「パネルのないトラックは、お荷物だ」 排出シェア2.7%の日本に迫る、世界ルールの包囲構造
国際排出構造の非対称性

環境省の報告書「世界のエネルギー起源CO2排出量(2023)」を開くと、世界全体で347億tものCO2が排出されている現実が浮かび上がる。国別の内訳を見ると、中国が32.1%(111.3億t)と突出しており、米国の12.7%(44.1億t)、インドの8.0%(27.6億t)がそれに続く。欧州連合(EU)27か国は6.6%(23.0億t)、ロシアは4.9%(16.9億t)で、日本はわずか2.7%(9.3億t)にとどまっている。

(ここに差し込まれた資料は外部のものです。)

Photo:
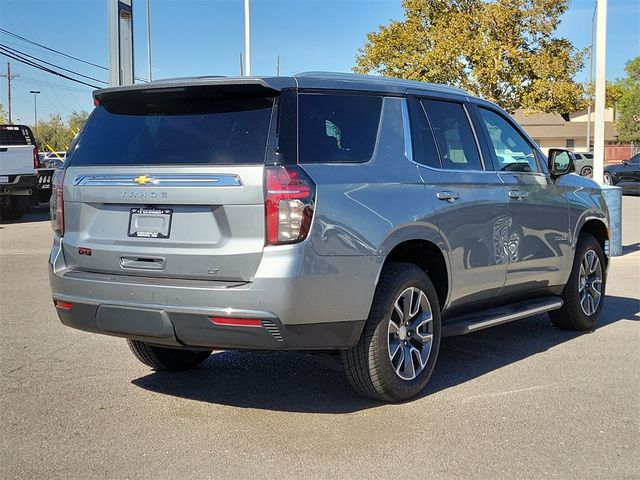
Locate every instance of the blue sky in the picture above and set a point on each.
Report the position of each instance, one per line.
(206, 37)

この2.7%という数字をどう捉えるべきか。それは、世界市場でのルール作りにおいて、日本の声が届きにくい立場にあるという冷厳な事実だ。中国や米国、そしてEUが新たな競争の形を作り上げるなかで、日本が向き合う脱炭素は、もはや環境保護の枠に収まらない。グローバルなサプライチェーンから振り落とされないための、いわば“参加チケット”のようなものへと姿を変えたのだ。
こうした空気のなか、2020年に菅元総理が打ち出した「2050年カーボンニュートラル」の宣言。そこには、国際社会で生き残るための経済的な守りの意識が色濃く反映されている。海外の巨大な資本が、炭素コストを一種の貿易の壁として使い、市場の勢力図を塗り替えようとしている。もしこの目標に届かなければ、日本の産業全体が世界市場から
「失格」
の烙印を押されかねない。脱炭素への歩みは、理念の問題ではない。他国が仕掛けるルール上の争いで、敗者にならないための最低限の条件といえるだろう。
脱炭素の市場ルール化圧力

こうした脱炭素の動きは、いまや各地の自治体でも形になり始めている。
例えば神奈川県では、2050年の脱炭素社会に向けた研究開発に対して、市場での実用化を重んじた支援を行っている。この事業は、最大3000万円を補助するだけでなく、専門家による助言や知的財産の守り方までを支える手厚いものだ。2025年7月には、PXP(神奈川県相模原市)と東プレ(同)が手がける「低温物流向け次世代太陽電池システムの開発および実証」が採択された。2024度の取り組みをさらに深めたこのプロジェクトからは、行政が低温物流を、将来の競争力を左右する大事な領域だと捉えていることが伝わってくる。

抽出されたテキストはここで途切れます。